Spotlighting Remarkable Women and Girls

Luckiest Girl Alive Movie Review

By Ikupolusi Ariyike

Luckiest Girl Alive (2022), adapted from Jessica Knoll’s bestselling novel, is a glossy psychological thriller that wears the confidence of its title like armour only to slowly crack it open and reveal something far more uncomfortable underneath.

The film follows Ani FaNelli (played with sharp intensity by Mila Kunis), a successful New York magazine editor who appears to have achieved everything she once dreamed of: wealth, status, and a handsome fiancé from an elite family. Yet from the opening scenes, it’s clear that Ani’s polished life is a performance. As the story moves between her present-day world and flashbacks to her teenage years at an elite prep school, the film exposes the trauma that shaped her ambition and emotional detachment.

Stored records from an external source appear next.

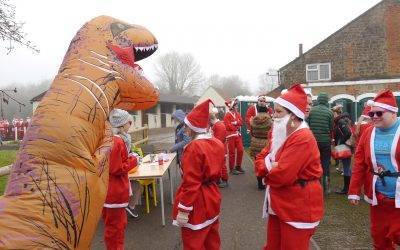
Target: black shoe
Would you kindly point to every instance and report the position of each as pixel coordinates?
(239, 169)
(261, 186)
(132, 212)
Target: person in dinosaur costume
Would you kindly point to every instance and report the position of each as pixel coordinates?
(58, 183)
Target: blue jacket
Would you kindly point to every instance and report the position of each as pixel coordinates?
(181, 139)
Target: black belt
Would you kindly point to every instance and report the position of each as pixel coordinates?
(303, 182)
(209, 182)
(386, 173)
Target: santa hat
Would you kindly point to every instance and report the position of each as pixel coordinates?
(365, 111)
(198, 119)
(384, 99)
(231, 103)
(118, 118)
(295, 100)
(214, 110)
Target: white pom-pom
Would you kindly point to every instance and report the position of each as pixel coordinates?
(370, 103)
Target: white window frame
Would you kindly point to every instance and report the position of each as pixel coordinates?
(318, 71)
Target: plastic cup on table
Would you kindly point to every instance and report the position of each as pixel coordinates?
(160, 159)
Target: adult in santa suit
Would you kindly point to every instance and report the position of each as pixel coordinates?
(233, 122)
(119, 189)
(198, 200)
(376, 168)
(253, 110)
(218, 130)
(291, 167)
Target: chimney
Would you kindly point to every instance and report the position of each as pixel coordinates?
(300, 49)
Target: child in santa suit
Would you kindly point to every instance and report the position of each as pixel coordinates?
(376, 168)
(291, 169)
(119, 189)
(218, 130)
(233, 122)
(198, 200)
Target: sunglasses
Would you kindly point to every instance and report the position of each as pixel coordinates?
(377, 113)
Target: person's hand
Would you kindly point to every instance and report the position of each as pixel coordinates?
(354, 202)
(182, 218)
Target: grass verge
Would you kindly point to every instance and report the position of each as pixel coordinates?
(7, 157)
(344, 226)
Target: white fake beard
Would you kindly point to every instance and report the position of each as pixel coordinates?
(278, 134)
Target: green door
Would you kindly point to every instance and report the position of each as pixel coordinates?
(348, 106)
(243, 106)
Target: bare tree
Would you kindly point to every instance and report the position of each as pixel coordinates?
(231, 85)
(178, 73)
(10, 29)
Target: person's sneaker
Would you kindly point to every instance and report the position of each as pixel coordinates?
(239, 169)
(222, 184)
(132, 212)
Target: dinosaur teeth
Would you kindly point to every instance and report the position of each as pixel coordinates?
(146, 48)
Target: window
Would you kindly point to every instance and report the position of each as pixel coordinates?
(318, 72)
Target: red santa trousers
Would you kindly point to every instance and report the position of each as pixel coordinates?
(235, 145)
(203, 239)
(114, 227)
(385, 223)
(281, 235)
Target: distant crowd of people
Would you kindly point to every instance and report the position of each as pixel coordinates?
(292, 146)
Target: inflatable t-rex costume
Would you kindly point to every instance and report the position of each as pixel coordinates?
(58, 183)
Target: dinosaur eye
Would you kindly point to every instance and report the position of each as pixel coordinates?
(117, 28)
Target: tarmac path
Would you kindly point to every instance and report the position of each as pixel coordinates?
(241, 225)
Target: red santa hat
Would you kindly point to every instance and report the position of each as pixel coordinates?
(384, 99)
(198, 119)
(366, 109)
(231, 103)
(295, 100)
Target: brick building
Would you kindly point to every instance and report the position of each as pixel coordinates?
(353, 63)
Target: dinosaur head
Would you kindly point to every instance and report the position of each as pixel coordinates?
(130, 44)
(110, 49)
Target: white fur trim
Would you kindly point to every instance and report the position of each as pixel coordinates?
(383, 105)
(118, 205)
(353, 197)
(303, 225)
(194, 128)
(268, 163)
(185, 207)
(290, 106)
(203, 136)
(197, 226)
(396, 167)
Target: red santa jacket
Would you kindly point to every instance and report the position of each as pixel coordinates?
(198, 193)
(365, 164)
(233, 122)
(219, 131)
(295, 193)
(251, 112)
(118, 182)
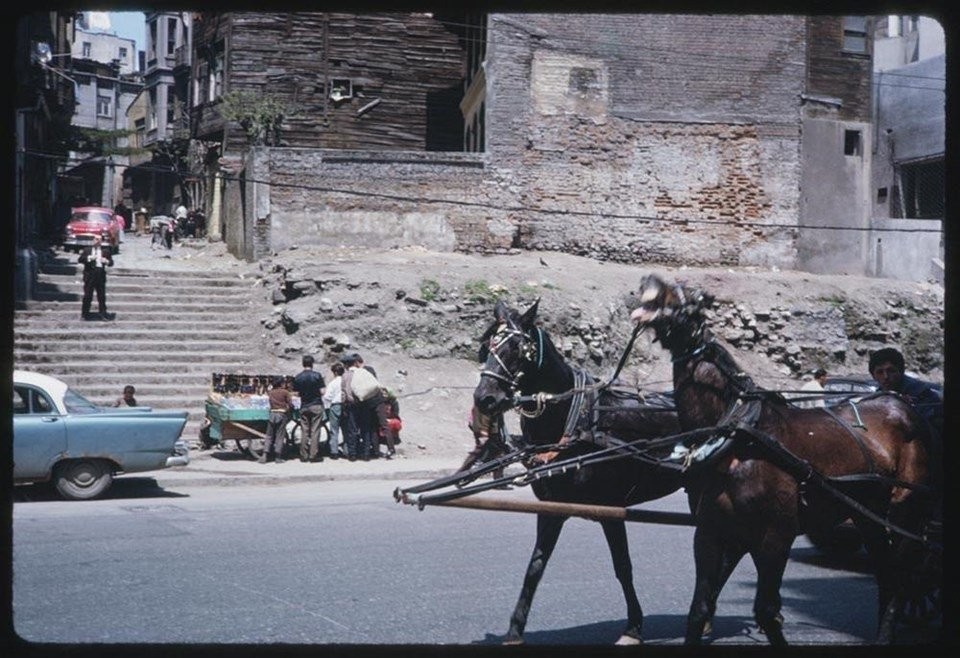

As an adaptation, Luckiest Girl Alive stays largely faithful to the novel’s central themes, particularly its examination of female rage, victimhood, and the pressure to appear “fine” in the aftermath of violence. While some of the book’s internal monologue and nuance are inevitably lost, the film compensates with a strong visual language and a tense, sometimes suffocating atmosphere. Director Mike Barker leans into sharp contrasts: pristine Manhattan apartments versus chaotic memories, designer clothing versus raw emotional scars.

Mila Kunis delivers one of her most serious performances to date. She captures Ani’s prickly defensiveness and simmering anger, even when the script occasionally rushes through emotional beats that the novel allowed to breathe. The supporting cast is effective, though certain characters feel underdeveloped compared to their literary counterparts, one of the adaptation’s more noticeable shortcomings.

Where the film truly succeeds is in its refusal to offer easy catharsis. Luckiest Girl Alive does not frame healing as neat or inspirational; instead, it presents it as messy, painful, and deeply personal. At times, the pacing falters, and the tonal shifts can feel abrupt, but the film’s core message remains potent: survival does not look the same for everyone, and being “lucky” can be a myth we cling to for self-preservation.

Ultimately, Luckiest Girl Alive may not fully capture the depth of Jessica Knoll’s novel, but it remains a compelling and unsettling movie, one that invites viewers to question the stories we tell about success, trauma, and the cost of silence.